Written in 2018 for solo flute (at least 8 minutes)


With this piece, I’m more interested in creating a space, or a place for you, the performer, rather than providing a strict hierarchical relationship between composer and performer. You and I. On some level, I have attempted to give a general direction to this space. “It’s over there.” In summary, the piece is very quiet with long notes, some short notes, many pauses, and a specific harmonic framework. Still, this is only the vaguest idea: the details of time, color, or personality are left for you.

 Miya Ando (b. 1978) is an American artist. This piece is my reflection on her brilliant work and aesthetic philosophy, with an attempt to articulate them sonically.

“Miya Ando combines metals, reflectivity, and light to create subtly beautiful metal canvases and sculpture. “Ultimately I am interested in the study of subtraction to the point of purity, simplicity and refinement,” she says of the quiet, abstract environments she creates.

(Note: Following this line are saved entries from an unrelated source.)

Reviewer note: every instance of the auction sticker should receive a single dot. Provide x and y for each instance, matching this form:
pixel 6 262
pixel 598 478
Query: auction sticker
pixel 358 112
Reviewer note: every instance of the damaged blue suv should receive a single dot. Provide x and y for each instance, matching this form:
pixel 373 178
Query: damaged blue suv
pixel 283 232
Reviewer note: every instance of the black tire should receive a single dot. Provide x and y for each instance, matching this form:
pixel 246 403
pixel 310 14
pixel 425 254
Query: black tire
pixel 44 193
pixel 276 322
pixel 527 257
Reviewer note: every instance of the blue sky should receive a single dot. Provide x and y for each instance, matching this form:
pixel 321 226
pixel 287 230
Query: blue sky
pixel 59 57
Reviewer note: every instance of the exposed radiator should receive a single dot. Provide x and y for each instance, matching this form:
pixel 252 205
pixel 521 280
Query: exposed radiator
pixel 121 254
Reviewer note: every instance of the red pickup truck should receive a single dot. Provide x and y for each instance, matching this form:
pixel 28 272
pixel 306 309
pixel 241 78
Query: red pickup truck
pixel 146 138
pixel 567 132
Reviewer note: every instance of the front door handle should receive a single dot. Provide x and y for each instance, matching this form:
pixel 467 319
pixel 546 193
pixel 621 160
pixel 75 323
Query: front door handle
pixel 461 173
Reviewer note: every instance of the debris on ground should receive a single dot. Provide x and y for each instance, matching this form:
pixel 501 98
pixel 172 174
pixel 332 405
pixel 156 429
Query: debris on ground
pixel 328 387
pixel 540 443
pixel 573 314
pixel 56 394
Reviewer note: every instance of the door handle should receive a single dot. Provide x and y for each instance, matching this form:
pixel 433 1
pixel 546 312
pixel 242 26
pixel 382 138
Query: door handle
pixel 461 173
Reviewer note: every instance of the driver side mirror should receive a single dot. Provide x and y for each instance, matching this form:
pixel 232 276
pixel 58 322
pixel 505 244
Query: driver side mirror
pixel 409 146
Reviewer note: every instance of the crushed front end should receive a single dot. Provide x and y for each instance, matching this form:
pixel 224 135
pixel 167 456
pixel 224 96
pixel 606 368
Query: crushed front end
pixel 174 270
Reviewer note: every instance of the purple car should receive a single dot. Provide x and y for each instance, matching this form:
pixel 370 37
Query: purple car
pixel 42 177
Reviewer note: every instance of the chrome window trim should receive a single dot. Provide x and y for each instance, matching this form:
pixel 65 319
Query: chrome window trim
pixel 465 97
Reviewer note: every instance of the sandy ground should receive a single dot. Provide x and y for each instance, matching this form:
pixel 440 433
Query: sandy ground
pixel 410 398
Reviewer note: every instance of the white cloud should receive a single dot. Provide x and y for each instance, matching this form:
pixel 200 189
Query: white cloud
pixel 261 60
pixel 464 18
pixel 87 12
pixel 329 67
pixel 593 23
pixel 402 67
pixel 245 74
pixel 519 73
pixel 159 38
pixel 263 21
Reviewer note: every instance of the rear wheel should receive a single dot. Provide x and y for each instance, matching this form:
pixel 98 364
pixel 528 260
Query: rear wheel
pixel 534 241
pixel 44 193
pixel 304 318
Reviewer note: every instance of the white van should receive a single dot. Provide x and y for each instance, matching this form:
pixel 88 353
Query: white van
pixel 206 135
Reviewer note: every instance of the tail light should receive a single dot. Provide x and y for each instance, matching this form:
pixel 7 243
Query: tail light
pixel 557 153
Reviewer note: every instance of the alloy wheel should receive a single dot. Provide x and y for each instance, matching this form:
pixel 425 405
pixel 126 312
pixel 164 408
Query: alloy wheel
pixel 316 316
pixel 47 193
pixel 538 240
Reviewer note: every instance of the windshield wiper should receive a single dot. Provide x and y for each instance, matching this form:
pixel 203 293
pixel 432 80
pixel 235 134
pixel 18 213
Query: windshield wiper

Burnishing and chemical treatment of the metal results in varied textures and degrees of sheen in her richly colored monochromatic metal sheets, which simultaneously evoke Mark Rothko paintings and landscapes. Striving to find a universal vocabulary, Ando says she relies on light and ‘a lot of vernacular that is inspired by nature.’” – Artsy.net

 I’m sad to say that I don’t really remember anything about the writing process of this piece other than sitting in a studio at UNT ne carefully the few notes that this piece has. Thinking about the pitches as a melody but being as deliberate as I could with duration of the pitches and of the breath of the piece. I’ve heard performances of the piece that have gone much longer than the 8 minutes indicated here and, in the score, but even in those long pieces with sustain silence, I feel that the proportion and the relationship between the tones holds true. These small shimmers of light feel connected and come in and out of the breath of the player, only just humming on the edge of silence.

 In many ways, I think this piece precedes a lot of the material I worked on with my Void Series – more on those in the future.